Ah! Ia me esquecendo do nome dos médicos: Elise Olsen, Maria Hordinski, Jerry Shapiro, Rodney Sinclair, Ralf Trüeb, Valerie Randall, só para citar alguns.
2- Descobri, com os anos (não foi de um dia para outro), que alguns casos têm mais viabilidade para melhora do que outros. Tenho aprendido (leiam de novo o que acabei de escrever: TENHO APRENDIDO, porque não sei tudo e aprendo mais a cada dia), que essa viabilidade pode ser percebida no exame físico e tricoscópico. Um olhar treinado percebe quando um paciente tem mais potencial que outro.
Bem, do parágrafo acima, quero que guardem a ultima frase. Há pacientes que tem potencial de melhora maior que outros. Mas isso é algo que não significa nada se esse paciente, cheio de potencial de melhora não faz o tratamenbto direito, entendem? Voltando ao comparativo automotivo, é como ter uma Porsche e não explorar toda a potência de motor que ela oferece.
3- Desculpem a sinceridade, mas para mim quem precisa postar foto de antes e depois em rede social é porque precisa desenvolver mais curriculum e experiência para entender que vale mais uma boa construção de carreira do que postagens esporádicas de um sucesso aqui e outro acolá. Como já disse, desconheço pessoas que postam resultados meia boca ou ruins. Porém, duvido que aqueles que postam não tenham resultados insatisfatórios. Promover apenas o sucesso em meio de um elevado percentual de fracasso é corromper a estatística de resultados. Fazer publicidade disso é induzir o cliente ao erro para obter um benefício próprio. Ainda tenho dúvida se isso não é uma forma de propaganda enganosa.
Por fim, se a pessoa que posta for da área médica ainda está infringindo uma regra do Conselho Federal de Medicina que não autoriza o médico a postar fotos de antes e depois.
4- Para finalizar, me sinto um peixe fora da água. Querendo sanear um mercado que nasceu com “picaretas” e que insiste em ser povoado por eles. Como vamos deixar o mercado capilar mais sério se aqueles que estão envolvidos com ele não colaboram?
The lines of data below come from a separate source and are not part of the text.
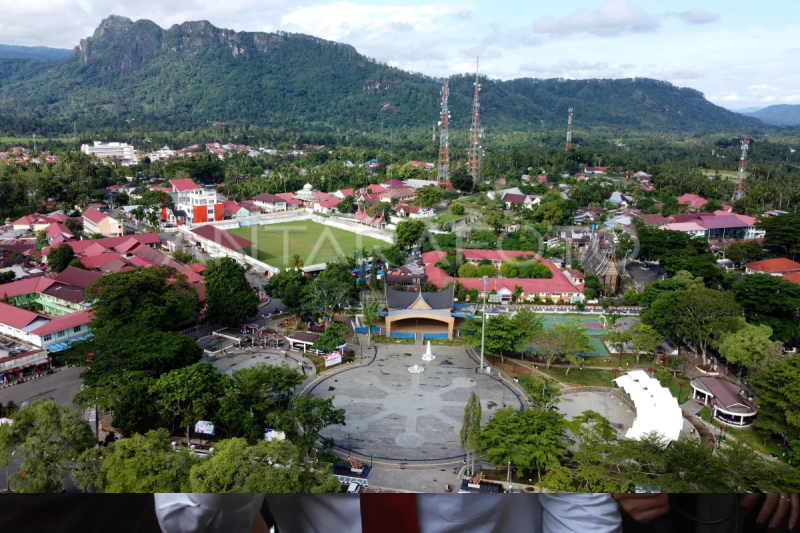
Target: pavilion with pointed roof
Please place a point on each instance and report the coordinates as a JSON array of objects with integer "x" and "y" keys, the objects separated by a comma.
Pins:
[{"x": 420, "y": 311}]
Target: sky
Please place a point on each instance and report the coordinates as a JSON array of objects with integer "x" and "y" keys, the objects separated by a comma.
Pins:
[{"x": 739, "y": 53}]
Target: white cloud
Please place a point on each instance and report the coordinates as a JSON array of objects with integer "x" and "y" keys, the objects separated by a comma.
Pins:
[
  {"x": 613, "y": 18},
  {"x": 676, "y": 71},
  {"x": 698, "y": 16},
  {"x": 575, "y": 70}
]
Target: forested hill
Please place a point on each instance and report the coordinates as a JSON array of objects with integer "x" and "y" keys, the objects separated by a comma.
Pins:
[
  {"x": 191, "y": 74},
  {"x": 780, "y": 115},
  {"x": 33, "y": 52}
]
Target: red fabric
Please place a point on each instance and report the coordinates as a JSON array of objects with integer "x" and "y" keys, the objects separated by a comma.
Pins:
[{"x": 389, "y": 513}]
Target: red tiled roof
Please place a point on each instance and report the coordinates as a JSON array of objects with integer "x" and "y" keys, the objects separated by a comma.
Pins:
[
  {"x": 64, "y": 322},
  {"x": 94, "y": 215},
  {"x": 57, "y": 228},
  {"x": 79, "y": 247},
  {"x": 99, "y": 261},
  {"x": 514, "y": 198},
  {"x": 141, "y": 262},
  {"x": 183, "y": 185},
  {"x": 25, "y": 286},
  {"x": 197, "y": 267},
  {"x": 654, "y": 220},
  {"x": 329, "y": 204},
  {"x": 774, "y": 266},
  {"x": 78, "y": 277},
  {"x": 15, "y": 317},
  {"x": 268, "y": 198},
  {"x": 95, "y": 249},
  {"x": 223, "y": 238}
]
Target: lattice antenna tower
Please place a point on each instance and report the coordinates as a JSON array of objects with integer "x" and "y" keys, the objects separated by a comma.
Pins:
[
  {"x": 476, "y": 133},
  {"x": 569, "y": 130},
  {"x": 444, "y": 138},
  {"x": 739, "y": 194}
]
Seguirei investindo energia nisso, em analisar os riscos das publicações (postagens) e orientar quanto aos problemas que estão por trás deles. Espero que meu trabalho sirva para alguma coisa. Sei que muita gente vai torcer o nariz para mim. Não quero ser unanimidade. Quero ser alguém que levantou uma bandeira boa. Uma bandeira que defende não apenas uma classe de profissionais, mas, em especial, os pacientes e clientes que sofrem com a queda capilar.
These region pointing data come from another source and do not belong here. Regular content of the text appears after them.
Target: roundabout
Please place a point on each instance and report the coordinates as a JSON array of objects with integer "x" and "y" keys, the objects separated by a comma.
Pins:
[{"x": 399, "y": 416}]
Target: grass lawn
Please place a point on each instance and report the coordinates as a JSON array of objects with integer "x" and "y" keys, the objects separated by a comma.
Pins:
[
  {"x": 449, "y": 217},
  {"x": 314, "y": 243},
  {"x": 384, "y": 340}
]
Em alguns momentos, como fiz aqui nesse texto, escreverei de forma mais centrada. Em outros, me permitirei ser tomado pela emoção e fazer críticas mais”ásperas” (como me disseram esses dias), ou ironias. Como meu propósito tem um fim positivo, o que valerá é o resultado que as pessoas que procuram tratamentos sérios irão encontrar. Profissionais dedicados, idôneos e que valorizam muito mais a sinceridade e a atuação colaborativa com seus pacientes / clientes, do que a indução ao erro, a promessa impossível de ser atingida e a frustração.